With the support of a Rhode Island School of Design Graduate Studies Grant, I traveled to Shanghai to document the individual stories of on-the-ground shanzhai (counterfeit product) sellers and purchase the most charming, eccentric and “authentic” fakes I could get my hands on. The Chinese term, shanzhai, literally equates to “mountain” (山 shan) “fortress” (寨 zhai), referencing the rural stockades of regional warlords housed far from government control, much like the tale of Robin Hood. Whereas English words, like “counterfeit,” “fake,” and “bootleg,” imbue negative associations, shanzhai connotes an opposite understanding. Quite literally, it embodies a sense of democratic distribution—a taking/borrowing from the rich and giving to the masses. By speaking with fake market sellers and bargaining for knock-off goods, I aimed to document the shifting conditions of Shanghai’s shanzhai markets as well as the daily lives of the sellers with whom I spoke. More broadly, I want to share a positive perspective on China’s copycat culture and international, bootleg economy.

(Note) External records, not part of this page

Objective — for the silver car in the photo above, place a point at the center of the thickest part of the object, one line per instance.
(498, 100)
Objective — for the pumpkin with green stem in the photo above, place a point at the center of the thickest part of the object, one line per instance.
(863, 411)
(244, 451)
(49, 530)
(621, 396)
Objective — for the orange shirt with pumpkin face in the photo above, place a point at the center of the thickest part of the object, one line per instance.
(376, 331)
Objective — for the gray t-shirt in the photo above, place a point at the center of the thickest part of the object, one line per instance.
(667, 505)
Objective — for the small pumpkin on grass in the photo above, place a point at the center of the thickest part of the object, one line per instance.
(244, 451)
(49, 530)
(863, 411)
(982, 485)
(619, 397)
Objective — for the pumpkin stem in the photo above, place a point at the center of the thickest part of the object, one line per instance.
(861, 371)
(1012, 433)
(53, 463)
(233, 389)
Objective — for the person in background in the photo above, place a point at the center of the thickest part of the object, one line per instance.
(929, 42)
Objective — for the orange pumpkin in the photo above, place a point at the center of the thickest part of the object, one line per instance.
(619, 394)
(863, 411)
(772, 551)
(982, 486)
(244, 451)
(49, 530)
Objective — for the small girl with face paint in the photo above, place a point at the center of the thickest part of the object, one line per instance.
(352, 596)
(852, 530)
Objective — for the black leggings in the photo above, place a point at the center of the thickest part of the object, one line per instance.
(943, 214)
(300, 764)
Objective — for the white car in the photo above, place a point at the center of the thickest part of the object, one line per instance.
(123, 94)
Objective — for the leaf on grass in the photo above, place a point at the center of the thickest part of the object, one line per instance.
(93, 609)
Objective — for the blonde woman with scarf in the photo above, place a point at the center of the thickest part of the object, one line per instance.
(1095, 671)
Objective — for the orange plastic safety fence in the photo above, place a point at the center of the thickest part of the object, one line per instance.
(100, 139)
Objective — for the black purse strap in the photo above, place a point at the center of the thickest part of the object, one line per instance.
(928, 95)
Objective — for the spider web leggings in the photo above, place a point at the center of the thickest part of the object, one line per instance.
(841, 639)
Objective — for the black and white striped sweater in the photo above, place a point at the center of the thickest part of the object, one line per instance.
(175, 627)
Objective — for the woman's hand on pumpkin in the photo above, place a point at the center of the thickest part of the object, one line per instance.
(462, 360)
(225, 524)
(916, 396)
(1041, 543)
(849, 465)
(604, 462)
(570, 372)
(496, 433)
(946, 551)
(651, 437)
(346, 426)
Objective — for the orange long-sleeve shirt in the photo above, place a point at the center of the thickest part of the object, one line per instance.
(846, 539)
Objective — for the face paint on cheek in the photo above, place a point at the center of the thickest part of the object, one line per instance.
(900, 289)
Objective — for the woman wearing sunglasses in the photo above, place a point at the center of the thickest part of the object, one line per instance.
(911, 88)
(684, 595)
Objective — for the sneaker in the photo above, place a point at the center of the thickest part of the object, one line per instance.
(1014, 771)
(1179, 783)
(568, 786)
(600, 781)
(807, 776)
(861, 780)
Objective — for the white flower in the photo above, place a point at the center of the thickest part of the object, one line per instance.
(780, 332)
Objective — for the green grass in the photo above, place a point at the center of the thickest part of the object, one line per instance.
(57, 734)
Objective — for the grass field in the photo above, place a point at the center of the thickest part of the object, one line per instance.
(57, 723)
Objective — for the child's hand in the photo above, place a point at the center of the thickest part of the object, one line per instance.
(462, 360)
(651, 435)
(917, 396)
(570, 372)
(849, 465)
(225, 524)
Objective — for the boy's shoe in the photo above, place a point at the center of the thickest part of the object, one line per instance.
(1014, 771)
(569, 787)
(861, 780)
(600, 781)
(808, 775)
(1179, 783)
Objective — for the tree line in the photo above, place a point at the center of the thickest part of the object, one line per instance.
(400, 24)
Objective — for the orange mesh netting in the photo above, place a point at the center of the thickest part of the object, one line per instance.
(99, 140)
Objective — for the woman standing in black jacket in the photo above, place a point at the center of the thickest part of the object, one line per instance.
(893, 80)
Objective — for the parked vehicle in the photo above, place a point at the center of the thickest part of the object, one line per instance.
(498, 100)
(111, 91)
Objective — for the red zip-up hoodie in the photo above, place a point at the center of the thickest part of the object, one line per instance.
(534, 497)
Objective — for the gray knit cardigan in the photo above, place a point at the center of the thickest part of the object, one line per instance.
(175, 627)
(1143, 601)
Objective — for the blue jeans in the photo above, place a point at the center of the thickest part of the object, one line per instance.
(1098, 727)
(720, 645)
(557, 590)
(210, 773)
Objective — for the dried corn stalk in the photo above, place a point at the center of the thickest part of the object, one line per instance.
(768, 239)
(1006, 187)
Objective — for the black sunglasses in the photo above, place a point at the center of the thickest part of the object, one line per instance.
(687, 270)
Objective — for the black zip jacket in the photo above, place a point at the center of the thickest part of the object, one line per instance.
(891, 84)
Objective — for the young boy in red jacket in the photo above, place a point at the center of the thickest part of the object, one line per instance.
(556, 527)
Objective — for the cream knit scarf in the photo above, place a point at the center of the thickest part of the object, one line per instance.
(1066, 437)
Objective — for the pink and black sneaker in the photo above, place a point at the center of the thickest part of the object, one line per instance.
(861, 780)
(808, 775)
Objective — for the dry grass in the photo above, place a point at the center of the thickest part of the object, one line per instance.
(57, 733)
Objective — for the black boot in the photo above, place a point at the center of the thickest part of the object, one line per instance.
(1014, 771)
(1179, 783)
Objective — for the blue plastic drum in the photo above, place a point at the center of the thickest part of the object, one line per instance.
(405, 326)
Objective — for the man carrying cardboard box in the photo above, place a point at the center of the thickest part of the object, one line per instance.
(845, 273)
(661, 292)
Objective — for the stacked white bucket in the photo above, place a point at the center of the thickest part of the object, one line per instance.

Initially I proposed designing a book with heavy emphasis on storytelling through writing and transcribed interviews. However, given the absence of transparency in a blackmarket environment, my project became more about the products themselves, as well as the different personalities and shopping atmospheres of the four markets I visited. Though I was still able to collect insightful and unique stories while speaking and bargaining with the sellers, the accounts are no longer the main focus of my grant project. Rather than designing a printed publication, I have created this fake online store due to the platform’s ability to more quickly and broadly reach the public, evolve over time as future collections develop, and most importantly, bring the focus back to the irony, playfulness and commercial nature inherent to the world of shanzhai.